Hunt Slonem was born in Kittery, Maine, in 1951. After completing studies at Tulane University of Louisiana with a Bachelor of Arts, he studied painting at the Skowhegan School of Painting and Sculpture in New York. He was awarded numerous scholarships, among other the National Endowment for the Arts Grant in Painting (1991).
His works can be found worldwide in numerous private as well as public collections. In the meantime, Hunt Slonem is undoubtedly one of the most flamboyant and exciting figures in the New York art scene. Especially in the American movie and music industry, many famous celebrities have discovered and come to appreciate his imaginative and expressive art.

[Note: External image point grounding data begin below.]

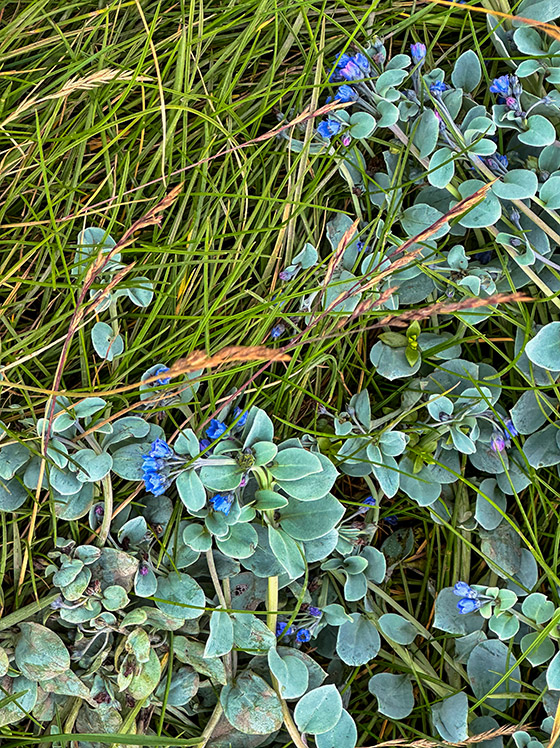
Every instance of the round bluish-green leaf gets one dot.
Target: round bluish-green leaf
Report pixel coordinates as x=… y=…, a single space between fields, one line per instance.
x=145 y=584
x=220 y=639
x=343 y=735
x=397 y=628
x=450 y=717
x=488 y=663
x=127 y=461
x=362 y=124
x=357 y=641
x=241 y=541
x=290 y=672
x=392 y=363
x=221 y=477
x=538 y=607
x=486 y=213
x=311 y=520
x=293 y=464
x=441 y=168
x=419 y=217
x=517 y=184
x=142 y=292
x=12 y=458
x=251 y=705
x=467 y=72
x=537 y=653
x=12 y=495
x=447 y=616
x=553 y=674
x=394 y=694
x=491 y=504
x=544 y=349
x=540 y=132
x=180 y=596
x=93 y=466
x=426 y=133
x=549 y=193
x=314 y=486
x=107 y=344
x=541 y=448
x=191 y=490
x=146 y=680
x=40 y=654
x=319 y=710
x=504 y=626
x=129 y=427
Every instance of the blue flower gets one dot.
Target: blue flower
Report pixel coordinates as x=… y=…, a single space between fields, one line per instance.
x=281 y=629
x=469 y=598
x=346 y=93
x=161 y=370
x=216 y=429
x=510 y=428
x=468 y=605
x=329 y=127
x=243 y=420
x=484 y=257
x=462 y=589
x=290 y=272
x=369 y=501
x=222 y=502
x=438 y=87
x=501 y=86
x=340 y=62
x=503 y=160
x=160 y=448
x=157 y=465
x=497 y=443
x=418 y=52
x=277 y=331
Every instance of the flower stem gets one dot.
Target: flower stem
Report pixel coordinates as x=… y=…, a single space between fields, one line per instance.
x=103 y=533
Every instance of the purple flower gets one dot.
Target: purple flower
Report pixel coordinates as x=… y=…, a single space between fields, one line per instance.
x=510 y=428
x=143 y=570
x=222 y=502
x=462 y=589
x=329 y=127
x=290 y=272
x=161 y=370
x=468 y=605
x=469 y=598
x=303 y=635
x=243 y=420
x=216 y=429
x=369 y=501
x=501 y=86
x=438 y=87
x=355 y=68
x=277 y=331
x=281 y=629
x=340 y=62
x=346 y=93
x=418 y=52
x=497 y=443
x=156 y=467
x=160 y=448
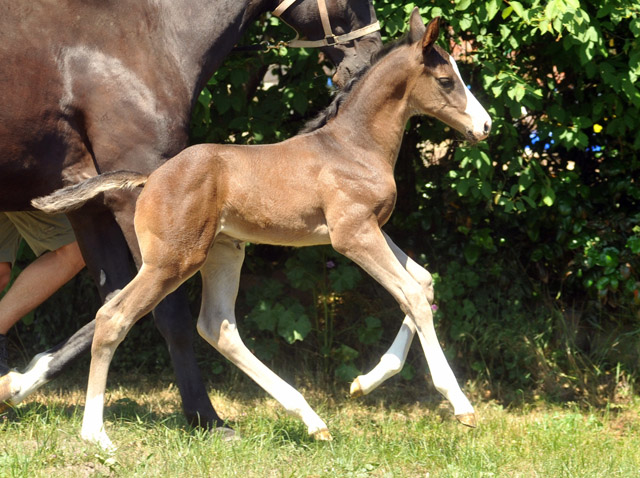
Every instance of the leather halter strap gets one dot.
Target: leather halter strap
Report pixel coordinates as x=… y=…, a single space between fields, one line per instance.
x=329 y=38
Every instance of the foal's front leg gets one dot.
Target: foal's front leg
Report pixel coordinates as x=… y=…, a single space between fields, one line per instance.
x=367 y=247
x=217 y=325
x=394 y=358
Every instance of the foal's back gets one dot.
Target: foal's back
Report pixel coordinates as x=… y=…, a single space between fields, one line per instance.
x=270 y=194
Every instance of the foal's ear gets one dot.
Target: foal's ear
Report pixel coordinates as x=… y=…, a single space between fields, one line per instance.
x=431 y=35
x=416 y=26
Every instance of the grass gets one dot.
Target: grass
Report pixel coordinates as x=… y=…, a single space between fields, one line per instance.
x=387 y=434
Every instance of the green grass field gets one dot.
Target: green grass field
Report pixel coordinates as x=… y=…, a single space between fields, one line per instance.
x=385 y=434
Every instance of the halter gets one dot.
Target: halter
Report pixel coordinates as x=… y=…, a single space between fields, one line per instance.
x=329 y=38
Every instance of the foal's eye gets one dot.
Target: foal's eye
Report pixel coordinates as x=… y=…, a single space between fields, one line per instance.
x=445 y=82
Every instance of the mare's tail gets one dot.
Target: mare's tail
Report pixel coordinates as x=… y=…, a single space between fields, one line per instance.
x=73 y=197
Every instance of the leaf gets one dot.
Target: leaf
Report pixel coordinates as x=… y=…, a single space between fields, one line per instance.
x=517 y=8
x=293 y=324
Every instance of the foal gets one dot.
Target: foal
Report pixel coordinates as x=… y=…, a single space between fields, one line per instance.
x=333 y=185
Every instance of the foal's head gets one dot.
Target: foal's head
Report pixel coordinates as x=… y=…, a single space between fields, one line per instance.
x=439 y=90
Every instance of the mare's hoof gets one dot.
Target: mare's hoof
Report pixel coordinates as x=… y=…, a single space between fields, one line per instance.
x=322 y=435
x=226 y=434
x=468 y=419
x=356 y=389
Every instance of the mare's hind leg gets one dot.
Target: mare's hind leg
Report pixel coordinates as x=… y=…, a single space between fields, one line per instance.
x=113 y=322
x=393 y=360
x=217 y=325
x=368 y=248
x=110 y=269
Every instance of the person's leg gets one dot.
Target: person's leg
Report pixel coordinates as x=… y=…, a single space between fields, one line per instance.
x=37 y=282
x=5 y=277
x=9 y=243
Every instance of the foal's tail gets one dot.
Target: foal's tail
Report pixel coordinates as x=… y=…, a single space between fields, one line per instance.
x=73 y=197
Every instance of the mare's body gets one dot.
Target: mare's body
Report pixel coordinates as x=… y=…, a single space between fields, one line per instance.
x=88 y=87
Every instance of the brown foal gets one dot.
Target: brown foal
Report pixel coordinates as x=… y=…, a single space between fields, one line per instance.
x=333 y=185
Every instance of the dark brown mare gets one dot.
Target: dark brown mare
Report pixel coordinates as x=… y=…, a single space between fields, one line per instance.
x=88 y=87
x=332 y=185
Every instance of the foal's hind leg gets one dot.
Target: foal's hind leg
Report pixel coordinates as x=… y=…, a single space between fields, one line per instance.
x=368 y=248
x=113 y=321
x=394 y=358
x=217 y=325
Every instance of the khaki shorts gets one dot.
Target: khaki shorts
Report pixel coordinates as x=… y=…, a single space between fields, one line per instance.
x=43 y=232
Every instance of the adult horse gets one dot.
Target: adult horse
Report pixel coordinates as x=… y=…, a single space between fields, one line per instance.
x=91 y=87
x=331 y=185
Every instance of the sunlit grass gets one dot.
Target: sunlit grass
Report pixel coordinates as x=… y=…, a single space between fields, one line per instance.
x=383 y=435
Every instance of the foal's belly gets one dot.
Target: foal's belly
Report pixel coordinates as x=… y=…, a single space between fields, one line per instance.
x=300 y=234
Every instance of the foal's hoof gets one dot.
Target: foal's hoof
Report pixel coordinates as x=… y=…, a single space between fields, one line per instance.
x=226 y=434
x=468 y=419
x=322 y=435
x=356 y=390
x=7 y=391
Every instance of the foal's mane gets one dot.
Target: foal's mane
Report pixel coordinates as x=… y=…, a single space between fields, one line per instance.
x=332 y=110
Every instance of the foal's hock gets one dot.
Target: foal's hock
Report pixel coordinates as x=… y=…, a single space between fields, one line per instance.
x=332 y=185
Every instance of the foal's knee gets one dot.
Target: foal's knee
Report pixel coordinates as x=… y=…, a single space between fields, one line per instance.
x=424 y=278
x=110 y=329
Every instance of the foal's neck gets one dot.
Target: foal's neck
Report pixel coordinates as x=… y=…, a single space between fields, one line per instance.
x=374 y=115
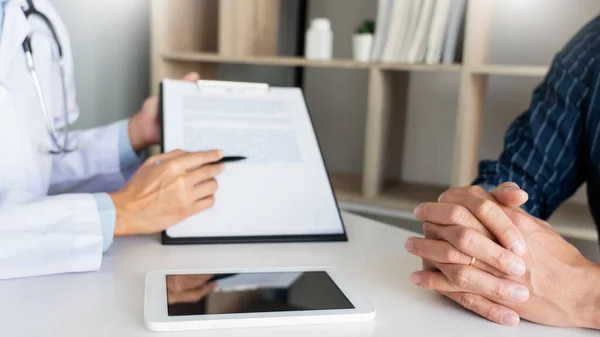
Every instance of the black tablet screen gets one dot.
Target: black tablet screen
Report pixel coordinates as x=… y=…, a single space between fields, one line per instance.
x=253 y=292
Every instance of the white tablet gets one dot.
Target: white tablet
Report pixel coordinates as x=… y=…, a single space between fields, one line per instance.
x=213 y=299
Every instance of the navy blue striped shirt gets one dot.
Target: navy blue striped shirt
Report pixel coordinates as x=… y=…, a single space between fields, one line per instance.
x=552 y=148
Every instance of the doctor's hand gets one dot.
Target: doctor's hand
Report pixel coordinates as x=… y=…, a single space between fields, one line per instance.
x=188 y=288
x=557 y=287
x=144 y=128
x=167 y=189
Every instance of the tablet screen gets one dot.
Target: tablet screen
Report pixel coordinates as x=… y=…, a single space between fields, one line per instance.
x=202 y=294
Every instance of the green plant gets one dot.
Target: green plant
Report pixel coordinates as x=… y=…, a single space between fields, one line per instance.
x=366 y=27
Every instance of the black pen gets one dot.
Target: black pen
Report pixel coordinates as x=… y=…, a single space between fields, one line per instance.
x=229 y=159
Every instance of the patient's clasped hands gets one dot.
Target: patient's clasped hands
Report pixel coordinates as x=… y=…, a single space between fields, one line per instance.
x=484 y=252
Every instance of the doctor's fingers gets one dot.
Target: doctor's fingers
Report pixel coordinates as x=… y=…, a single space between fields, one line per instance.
x=163 y=157
x=204 y=189
x=458 y=278
x=459 y=245
x=192 y=161
x=203 y=173
x=483 y=307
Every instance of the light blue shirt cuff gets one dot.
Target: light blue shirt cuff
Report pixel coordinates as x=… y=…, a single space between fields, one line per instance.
x=108 y=218
x=127 y=156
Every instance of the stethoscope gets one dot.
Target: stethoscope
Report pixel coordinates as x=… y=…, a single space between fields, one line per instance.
x=59 y=148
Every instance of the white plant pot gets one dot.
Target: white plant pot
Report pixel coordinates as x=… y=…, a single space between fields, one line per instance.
x=362 y=44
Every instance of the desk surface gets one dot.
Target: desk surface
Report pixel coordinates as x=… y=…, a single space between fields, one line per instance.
x=110 y=302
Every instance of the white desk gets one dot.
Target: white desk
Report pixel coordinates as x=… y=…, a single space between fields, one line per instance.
x=110 y=302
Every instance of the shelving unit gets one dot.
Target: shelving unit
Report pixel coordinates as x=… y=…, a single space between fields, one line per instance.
x=186 y=36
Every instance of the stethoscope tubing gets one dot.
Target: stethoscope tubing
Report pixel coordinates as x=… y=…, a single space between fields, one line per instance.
x=28 y=50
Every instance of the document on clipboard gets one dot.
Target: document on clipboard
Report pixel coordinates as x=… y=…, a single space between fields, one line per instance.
x=281 y=192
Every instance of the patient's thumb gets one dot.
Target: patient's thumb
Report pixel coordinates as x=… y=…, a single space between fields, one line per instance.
x=509 y=194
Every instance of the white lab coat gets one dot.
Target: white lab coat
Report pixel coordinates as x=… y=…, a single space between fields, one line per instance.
x=49 y=221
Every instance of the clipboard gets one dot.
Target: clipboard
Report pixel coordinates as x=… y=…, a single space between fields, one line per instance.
x=233 y=88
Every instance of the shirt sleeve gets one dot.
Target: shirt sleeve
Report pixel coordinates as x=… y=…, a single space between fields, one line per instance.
x=542 y=148
x=128 y=158
x=108 y=218
x=103 y=161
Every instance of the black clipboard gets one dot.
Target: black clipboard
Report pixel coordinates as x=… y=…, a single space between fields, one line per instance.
x=167 y=240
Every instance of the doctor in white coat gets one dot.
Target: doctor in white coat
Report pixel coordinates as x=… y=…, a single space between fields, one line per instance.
x=60 y=211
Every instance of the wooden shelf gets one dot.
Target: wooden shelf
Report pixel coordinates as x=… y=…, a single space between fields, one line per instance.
x=510 y=70
x=284 y=61
x=400 y=199
x=575 y=221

His works have already been on display in numerous international solo exhibitions. In the USA, the famous Marlborough Gallery represents the New York painter exclusively. Furthermore, Hunt Slonem has already participated successfully in important art projects such as “Art in Embassies”.
Over fifty museums worldwide have his pictures in their collections, among them the Metropolitan Museum of Art, the Whitney Museum, the Guggenheim Museum and the New Museum of Contemporary Art in New York.
Furthermore, his works can be found in collections such as those of American Telephone and Telegraph, the Chase Manhattan Bank, Citibank, Continental Airlines, Goldman Sachs & Co., IBM Corporation, the Marriot Corporation, Paine Webber Inc. and Readers Digest Inc..
On the basis of a fascination with exotica that Hunt Slonem discovered during his childhood in Hawaii and a stay in Managua, Nicaragua, as an exchange student, the artist has indulged his interest in tropical flora and fauna in the heart of New York since 1973.
Birds, butterflies or blossoms populate his supremely colourful works in serial sequences.
In particular, various species of birds appear as a constantly recurring principal motif – serving as symbols of a spirituality that can already been found in the early works of the artist.
The results are figurative pictures on structured backgrounds that are reminiscent of wallpaper patterns. Expression and concrete representation coalesce in an explosion of vibrant colourfulness.